Friday, March 11, 2005

DVD: Slapstick Symposium: The Harold Lloyd Collection

The good people at Kino Video had to make do with early, lesser known Lloyd films for this disc. The silent comedian’s family held on to the good stuff with an eye toward restoring luster to his reputation. I’m not sure how releasing a book of 3-D nude photographs taken by Lloyd fits into this plan, but maybe that’s why I’m not in public relations.

Among aficionados, Lloyd is known as the third great genius of silent film comedy along with Chaplin and Keaton. Lloyd’s comic persona was the least defined of the three, and also the most American. He generally played good-natured, put-upon young men whose faith in themselves and the system is ultimately rewarded.

That character found its greatest expression in later films like THE FRESHMAN. Here, it’s unformed enough to allow Lloyd to play shady types in “Are Crooks Dishonest?” and “His Royal Slyness.”

The films on the disc are a mixed bag. The longest and best known of the lot, “Grandma’s Boy,” beats its one joke to death and is a slog to sit through. But each movie contains at least one great gag, and “Bumping Into Broadway” and “Number, Please” are treats.

Several of the shorts were restored exclusively for this collection. I missed the artwork from the original title cards, and couldn’t help noticing that the new ones featured more typos.

Miscellaneous: Links

Years ago I read the book MAFIA COP by Louis Eppolito. It was about his life as an NYPD detective who had to endure suspicion because of his family’s involvement in organized crime. He eventually retired and became an actor, landing bit parts as hoodlums and working with Martin Scorsese, Woody Allen and David Lynch. I’d always get a charge when I saw his name in the credits.

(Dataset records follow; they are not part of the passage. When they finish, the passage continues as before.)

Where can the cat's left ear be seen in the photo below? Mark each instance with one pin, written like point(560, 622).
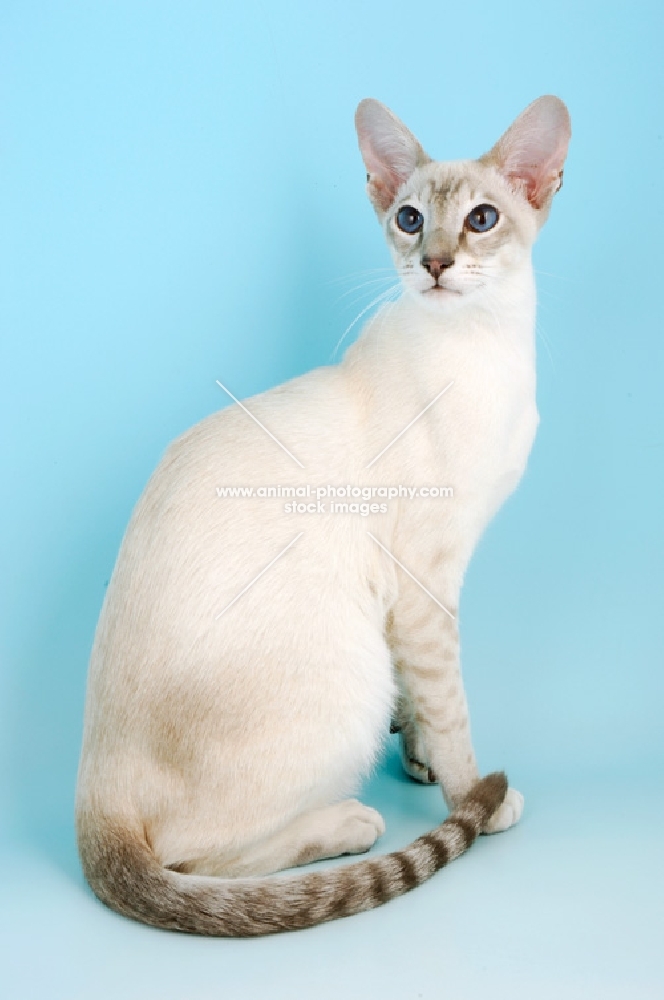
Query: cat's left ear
point(531, 154)
point(390, 152)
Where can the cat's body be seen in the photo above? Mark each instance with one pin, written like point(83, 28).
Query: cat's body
point(222, 732)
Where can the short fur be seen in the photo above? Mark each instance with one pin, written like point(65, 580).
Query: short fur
point(223, 734)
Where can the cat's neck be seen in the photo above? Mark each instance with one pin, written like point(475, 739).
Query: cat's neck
point(408, 334)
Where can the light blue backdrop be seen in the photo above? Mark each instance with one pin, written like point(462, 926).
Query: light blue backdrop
point(182, 200)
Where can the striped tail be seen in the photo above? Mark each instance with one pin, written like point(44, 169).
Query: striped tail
point(125, 874)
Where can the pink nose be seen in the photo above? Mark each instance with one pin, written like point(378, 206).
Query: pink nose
point(436, 265)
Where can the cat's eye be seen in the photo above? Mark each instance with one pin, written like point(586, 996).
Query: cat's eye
point(482, 218)
point(409, 220)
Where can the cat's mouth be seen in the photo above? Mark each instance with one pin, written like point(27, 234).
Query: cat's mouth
point(440, 290)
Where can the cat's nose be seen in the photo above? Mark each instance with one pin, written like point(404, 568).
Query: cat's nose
point(436, 265)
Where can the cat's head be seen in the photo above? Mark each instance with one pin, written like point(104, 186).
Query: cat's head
point(455, 229)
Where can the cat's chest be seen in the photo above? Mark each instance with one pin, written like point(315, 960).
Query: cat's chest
point(484, 435)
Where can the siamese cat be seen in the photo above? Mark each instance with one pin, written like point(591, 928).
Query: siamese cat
point(249, 658)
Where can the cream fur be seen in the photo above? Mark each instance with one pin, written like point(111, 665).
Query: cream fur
point(226, 741)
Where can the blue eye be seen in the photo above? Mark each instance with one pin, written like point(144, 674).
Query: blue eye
point(409, 219)
point(482, 218)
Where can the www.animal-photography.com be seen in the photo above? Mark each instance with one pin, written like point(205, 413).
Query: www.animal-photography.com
point(333, 660)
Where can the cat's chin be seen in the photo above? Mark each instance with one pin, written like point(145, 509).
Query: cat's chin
point(439, 300)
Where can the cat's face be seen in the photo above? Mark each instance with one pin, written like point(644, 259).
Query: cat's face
point(456, 230)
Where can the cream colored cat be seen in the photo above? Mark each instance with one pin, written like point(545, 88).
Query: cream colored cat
point(248, 659)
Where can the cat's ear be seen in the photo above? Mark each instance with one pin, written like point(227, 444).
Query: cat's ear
point(390, 152)
point(531, 154)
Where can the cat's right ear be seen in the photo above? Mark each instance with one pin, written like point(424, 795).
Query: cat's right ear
point(390, 152)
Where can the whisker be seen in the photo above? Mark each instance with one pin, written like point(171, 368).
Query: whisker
point(374, 302)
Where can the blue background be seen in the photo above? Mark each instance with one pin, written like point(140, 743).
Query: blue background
point(182, 200)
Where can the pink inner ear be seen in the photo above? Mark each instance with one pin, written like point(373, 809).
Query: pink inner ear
point(390, 152)
point(532, 152)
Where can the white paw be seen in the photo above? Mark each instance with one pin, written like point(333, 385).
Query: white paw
point(359, 827)
point(507, 814)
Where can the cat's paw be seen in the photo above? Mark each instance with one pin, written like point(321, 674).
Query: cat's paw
point(507, 814)
point(358, 827)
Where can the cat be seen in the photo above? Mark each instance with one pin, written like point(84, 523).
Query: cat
point(248, 659)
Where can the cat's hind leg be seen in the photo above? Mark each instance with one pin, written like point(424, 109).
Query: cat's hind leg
point(348, 827)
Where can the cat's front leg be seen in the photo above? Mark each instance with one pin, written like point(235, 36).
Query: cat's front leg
point(433, 711)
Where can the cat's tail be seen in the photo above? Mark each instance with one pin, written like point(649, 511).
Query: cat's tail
point(125, 874)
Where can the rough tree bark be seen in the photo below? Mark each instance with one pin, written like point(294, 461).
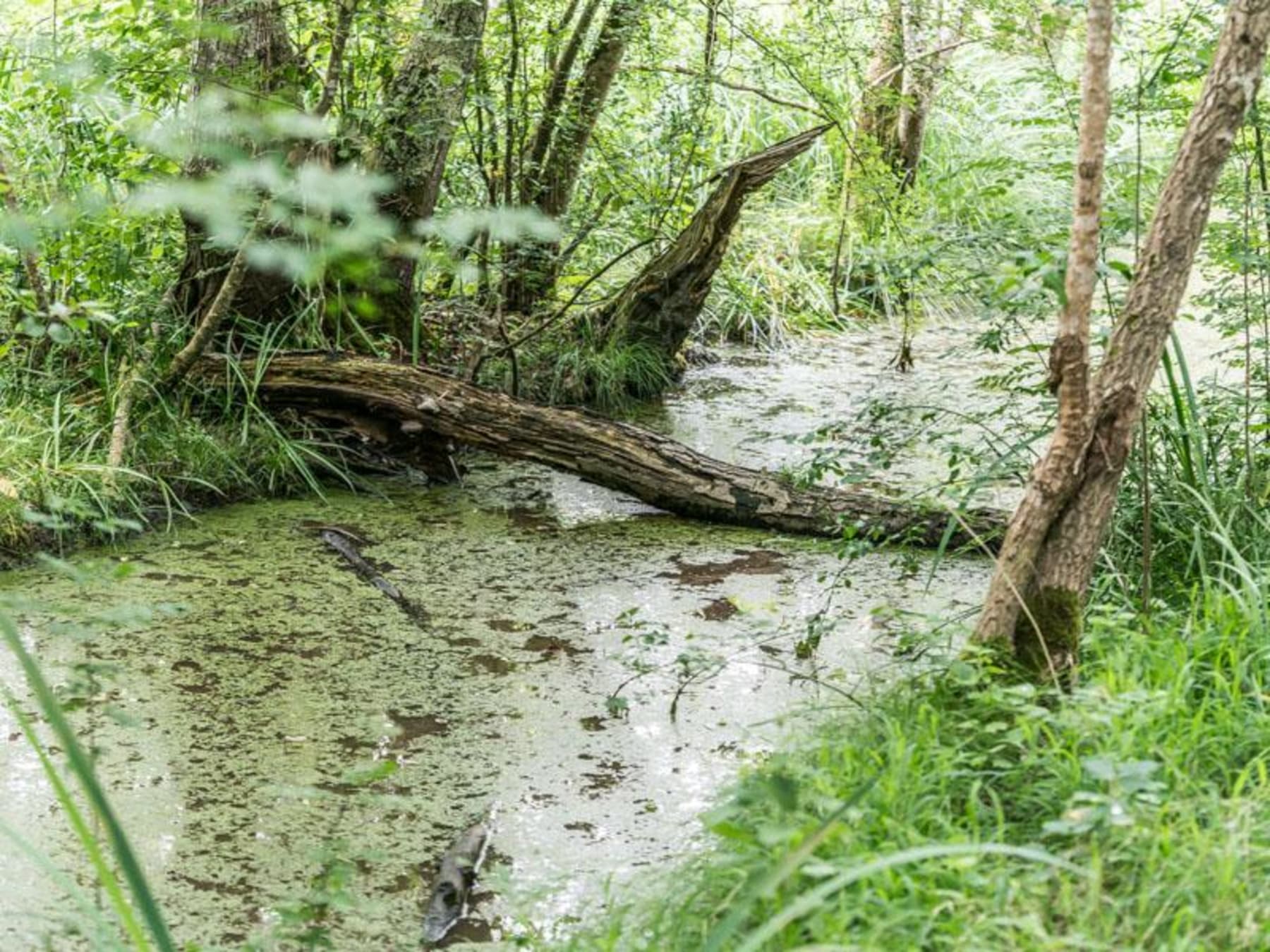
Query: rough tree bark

And I still will, but for completely different reasons. Yesterday, Eppolito and his former partner were indicted in a racketeering conspiracy. They’re suspected of “taking part in eight murders on behalf of the Mafia – most while one or both were active members of the police force.”

The Times also offers this report on the troubles and triumphs of Fespaco, Africa’s premier film festival.